The upstream switch showing the port going up/down:
- Code: Select all
Jul 7 10:45:41.863 EDT: %LINEPROTO-5-UPDOWN: Line protocol on Interface FastEthernet0/46, changed state to down
Jul 7 10:45:41.863 EDT: %LINEPROTO-5-UPDOWN: Line protocol on Interface Vlan46, changed state to down
Jul 7 10:45:41.863 EDT: %LINEPROTO-5-UPDOWN: Line protocol on Interface Vlan101, changed state to down
Jul 7 10:45:42.871 EDT: %LINK-3-UPDOWN: Interface FastEthernet0/46, changed state to down
Jul 7 10:50:25.495 EDT: %LINK-3-UPDOWN: Interface FastEthernet0/46, changed state to up
Jul 7 10:50:27.775 EDT: %LINK-3-UPDOWN: Interface FastEthernet0/46, changed state to down
Jul 7 10:50:52.856 EDT: %LINK-3-UPDOWN: Interface FastEthernet0/46, changed state to up
Jul 7 10:50:55.180 EDT: %LINK-3-UPDOWN: Interface FastEthernet0/46, changed state to down
Jul 7 11:00:12.821 EDT: %LINK-3-UPDOWN: Interface FastEthernet0/46, changed state to up
Jul 7 11:00:15.301 EDT: %LINK-3-UPDOWN: Interface FastEthernet0/46, changed state to down
Jul 7 11:03:30.985 EDT: %LINK-3-UPDOWN: Interface FastEthernet0/46, changed state to up
Jul 7 11:03:33.185 EDT: %LINK-3-UPDOWN: Interface FastEthernet0/46, changed state to down
Jul 7 11:09:26.513 EDT: %LINK-3-UPDOWN: Interface FastEthernet0/46, changed state to up
Jul 7 11:09:28.633 EDT: %LINK-3-UPDOWN: Interface FastEthernet0/46, changed state to down
Jul 7 11:12:58.622 EDT: %LINK-3-UPDOWN: Interface FastEthernet0/46, changed state to up
Jul 7 11:13:00.626 EDT: %LINEPROTO-5-UPDOWN: Line protocol on Interface FastEthernet0/46, changed state to up
Jul 7 11:13:04.394 EDT: %LINEPROTO-5-UPDOWN: Line protocol on Interface FastEthernet0/46, changed state to down
Jul 7 11:13:08.998 EDT: %LINEPROTO-5-UPDOWN: Line protocol on Interface FastEthernet0/46, changed state to up
Jul 7 11:13:38.999 EDT: %LINEPROTO-5-UPDOWN: Line protocol on Interface Vlan46, changed state to up
Jul 7 11:13:38.999 EDT: %LINEPROTO-5-UPDOWN: Line protocol on Interface Vlan101, changed state to up
Switch log from syslog:
- Code: Select all
Dec 31 19:00:52 192.168.3.48 Port: link state changed to 'up' (1G) on port 3
Dec 31 19:00:52 192.168.3.48 STP: set port 3 to discarding
Dec 31 19:00:55 192.168.3.48 STP: set port 3 to learning
Dec 31 19:00:55 192.168.3.48 STP: set port 3 to forwarding
Jul 7 11:13:47 192.168.3.48 Port: link state changed to 'down' on port 4
Jul 7 11:13:47 192.168.3.48 STP: set port 4 to discarding
Jul 7 11:13:49 192.168.3.48 Port: link state changed to 'up' (100M-F) on port 4
Jul 7 11:13:49 192.168.3.48 STP: set port 4 to discarding
Jul 7 11:13:49 192.168.3.48 switch[902]: !unexpected link change on port 4 10M-F
Jul 7 11:13:52 192.168.3.48 STP: set port 4 to learning
Jul 7 11:13:52 192.168.3.48 STP: set port 4 to forwarding
Jul 7 11:15:41 192.168.3.48 UI: Configuration backup by bwayadmin (xxxxx)
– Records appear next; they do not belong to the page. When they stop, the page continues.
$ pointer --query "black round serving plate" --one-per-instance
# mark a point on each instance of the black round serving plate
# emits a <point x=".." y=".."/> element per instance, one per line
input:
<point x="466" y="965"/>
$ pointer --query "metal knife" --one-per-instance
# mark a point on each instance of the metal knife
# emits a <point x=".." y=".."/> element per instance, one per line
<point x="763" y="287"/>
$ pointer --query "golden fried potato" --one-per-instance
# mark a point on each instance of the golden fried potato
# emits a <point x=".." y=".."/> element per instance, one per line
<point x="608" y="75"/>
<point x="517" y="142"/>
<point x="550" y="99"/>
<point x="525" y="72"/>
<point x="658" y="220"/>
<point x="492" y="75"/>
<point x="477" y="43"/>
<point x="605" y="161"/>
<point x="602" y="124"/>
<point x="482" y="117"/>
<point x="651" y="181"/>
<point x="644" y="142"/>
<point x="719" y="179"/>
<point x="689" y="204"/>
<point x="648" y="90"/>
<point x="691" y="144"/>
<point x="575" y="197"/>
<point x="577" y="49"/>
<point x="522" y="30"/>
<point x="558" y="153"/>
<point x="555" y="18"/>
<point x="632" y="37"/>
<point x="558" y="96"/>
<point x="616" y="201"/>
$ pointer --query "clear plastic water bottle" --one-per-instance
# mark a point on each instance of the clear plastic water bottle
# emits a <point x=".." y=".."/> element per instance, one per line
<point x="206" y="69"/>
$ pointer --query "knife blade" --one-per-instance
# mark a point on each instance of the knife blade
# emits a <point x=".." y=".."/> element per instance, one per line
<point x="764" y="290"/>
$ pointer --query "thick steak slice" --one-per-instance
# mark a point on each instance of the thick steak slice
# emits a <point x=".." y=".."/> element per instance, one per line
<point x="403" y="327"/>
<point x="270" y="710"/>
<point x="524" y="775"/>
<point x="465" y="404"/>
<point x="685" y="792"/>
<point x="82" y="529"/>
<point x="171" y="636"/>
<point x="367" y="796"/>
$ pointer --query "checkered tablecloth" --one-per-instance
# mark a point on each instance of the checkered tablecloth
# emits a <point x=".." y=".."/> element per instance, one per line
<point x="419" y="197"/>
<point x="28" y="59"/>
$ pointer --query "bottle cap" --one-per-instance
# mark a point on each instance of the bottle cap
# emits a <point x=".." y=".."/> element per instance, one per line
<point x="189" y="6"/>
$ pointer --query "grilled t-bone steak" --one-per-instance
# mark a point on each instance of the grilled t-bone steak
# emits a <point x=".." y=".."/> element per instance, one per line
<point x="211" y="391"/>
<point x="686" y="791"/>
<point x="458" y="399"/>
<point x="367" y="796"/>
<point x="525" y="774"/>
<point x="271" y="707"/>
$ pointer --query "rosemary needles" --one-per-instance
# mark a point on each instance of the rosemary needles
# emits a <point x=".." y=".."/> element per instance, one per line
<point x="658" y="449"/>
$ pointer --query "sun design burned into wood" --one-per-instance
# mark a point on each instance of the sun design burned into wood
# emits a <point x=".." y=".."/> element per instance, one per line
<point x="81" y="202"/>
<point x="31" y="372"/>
Switch is still running 1.4.2rc6 (seems my release notification PMs are going to spam these days - it will get an upgrade tonight). Unit pulls about 18W. Port 1 is a trunk port going to a cisco 3550 (VLAN 1 and 101), port 3 is also a trunk port going to a rocket ac, port 4 is an access port (VLAN 1) going to a RocketM. Outside temperature yesterday was around 91F. Yesterday, board temp was showing around 58C, CPU temp about 83C. A nearby unit was reading about 5C higher overall with no issues.
Where to start with debugging this? Or is it wiser to just throw another unit up there?